Enfin, troisième exposition de ce soir : nous nous réjouissons de la présence parmi nous dans notre ville de l’artiste Christina Kubisch, et des trois co-organisateurs de l’exposition qui lui est consacrée. Comme l’attestent les archives disposées dans le patio, l’artiste revient sur les traces « d’un crime » commis en 1985 dans une certaine Maison de la Culture rennaise. Nous accueillons cette fois pour deux mois une de ses installations nourrie de huit années d’exploration artistique vivante. Christina Kubish est une artiste allemande, fascinée depuis près de cinquante années, par la dimension invisible et inaudible qui habite notre perception présente. Notre sensibilité contemporaine est soumise à un bain constant d’ondes électro-magnétiques que notre artiste révèle de façon tangible. Outre que l’œuvre rejoint des inquiétudes légitimes sur l’inocuité de ces fumées que nous traversons au quotidien, elle peut questionner sur le silence dans notre société technologique. Peut-on sincèrement encore le demander ?

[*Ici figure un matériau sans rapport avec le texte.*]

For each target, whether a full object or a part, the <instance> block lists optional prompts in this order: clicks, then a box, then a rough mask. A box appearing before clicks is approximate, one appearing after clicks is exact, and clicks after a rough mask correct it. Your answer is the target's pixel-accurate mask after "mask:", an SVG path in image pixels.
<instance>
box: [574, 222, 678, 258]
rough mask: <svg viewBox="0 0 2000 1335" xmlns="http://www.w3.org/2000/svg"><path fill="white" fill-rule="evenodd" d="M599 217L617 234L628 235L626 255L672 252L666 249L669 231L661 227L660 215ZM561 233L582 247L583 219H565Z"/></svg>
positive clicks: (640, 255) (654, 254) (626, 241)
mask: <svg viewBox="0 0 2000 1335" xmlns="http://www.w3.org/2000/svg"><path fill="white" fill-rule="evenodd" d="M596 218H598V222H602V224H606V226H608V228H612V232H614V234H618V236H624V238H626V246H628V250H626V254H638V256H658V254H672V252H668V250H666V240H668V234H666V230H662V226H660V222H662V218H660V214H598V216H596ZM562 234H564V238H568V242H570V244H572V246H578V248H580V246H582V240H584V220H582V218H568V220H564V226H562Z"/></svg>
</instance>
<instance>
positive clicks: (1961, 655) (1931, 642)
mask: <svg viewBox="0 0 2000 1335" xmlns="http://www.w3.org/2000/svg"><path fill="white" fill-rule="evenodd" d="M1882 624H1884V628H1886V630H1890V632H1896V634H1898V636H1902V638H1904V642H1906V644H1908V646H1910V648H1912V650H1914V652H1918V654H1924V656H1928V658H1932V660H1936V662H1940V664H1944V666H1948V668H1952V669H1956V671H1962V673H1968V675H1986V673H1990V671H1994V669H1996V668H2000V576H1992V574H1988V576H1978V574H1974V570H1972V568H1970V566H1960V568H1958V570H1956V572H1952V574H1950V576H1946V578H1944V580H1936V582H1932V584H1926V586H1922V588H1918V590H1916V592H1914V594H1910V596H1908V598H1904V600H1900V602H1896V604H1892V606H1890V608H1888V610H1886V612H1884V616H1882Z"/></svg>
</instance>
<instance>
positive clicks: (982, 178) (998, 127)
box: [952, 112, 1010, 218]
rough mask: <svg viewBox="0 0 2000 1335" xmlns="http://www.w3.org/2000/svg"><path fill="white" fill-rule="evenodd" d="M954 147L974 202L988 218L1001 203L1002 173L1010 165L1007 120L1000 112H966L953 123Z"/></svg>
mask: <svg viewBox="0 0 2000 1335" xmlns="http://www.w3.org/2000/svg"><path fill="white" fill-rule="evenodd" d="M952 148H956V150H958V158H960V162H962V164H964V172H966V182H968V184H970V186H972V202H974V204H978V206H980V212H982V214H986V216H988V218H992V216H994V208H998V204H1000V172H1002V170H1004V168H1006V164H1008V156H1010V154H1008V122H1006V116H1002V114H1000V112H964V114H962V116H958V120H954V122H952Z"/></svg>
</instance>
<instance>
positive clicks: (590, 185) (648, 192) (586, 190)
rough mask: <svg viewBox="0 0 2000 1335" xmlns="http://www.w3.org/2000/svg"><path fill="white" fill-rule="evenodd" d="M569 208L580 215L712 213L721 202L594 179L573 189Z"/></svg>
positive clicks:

Clélia Barbut, Docteure en sociologie et en histoire de l’art contemporain a aidé les deux commissaires Damien Simon, Directeur artistique du Bon Accueil (lieu rennais d’art contemporain sonore) et Anne Zeitz, Maître de conférences en arts plastiques. Ils nous en diront peut-être plus dans quelques minutes à propos de leur démarche autour de l’œuvre sonore intitulée « Cloud ». Qu’ils soient en attendant remerciés pour leur investissement. Merci aussi à Christina Kubisch.

Je terminerai mon intervention inaugurale, en revenant à Voltaire une dernière fois. Trois siècles après le siècle des Lumières, force est de constater que l’art n’a pas rendu les hommes meilleurs. Mais écoutons ce philosophe qui , il y a trois siècles, voulait « chasser l’infâme », comme il le signait sur ses lettres. Son propos était quelque peu inquiétant : « (…) où les hommes et les femmes ne se rassemblent point, (…) l’esprit est rétréci, sa pointe s’émousse, il n’a pas de quoi se former le goût. » Je voudrais vous remercier, vous, les artistes, et tous les organisateurs de ces réunions autour des œuvres d’art, de nous offrir des occasions de goût. Je remercie aussi au nom de la Ville, les conservateurs et conservatrices, les directeurs, les agents de la Ville et tous nos partenaires, à Rennes et ailleurs, sans qui l’esprit manquerait de piquant et de sel. Enfin, merci aussi à vous public, de venir vous réunir et aiguiser votre goût.

Merci de votre fidélité à votre musée.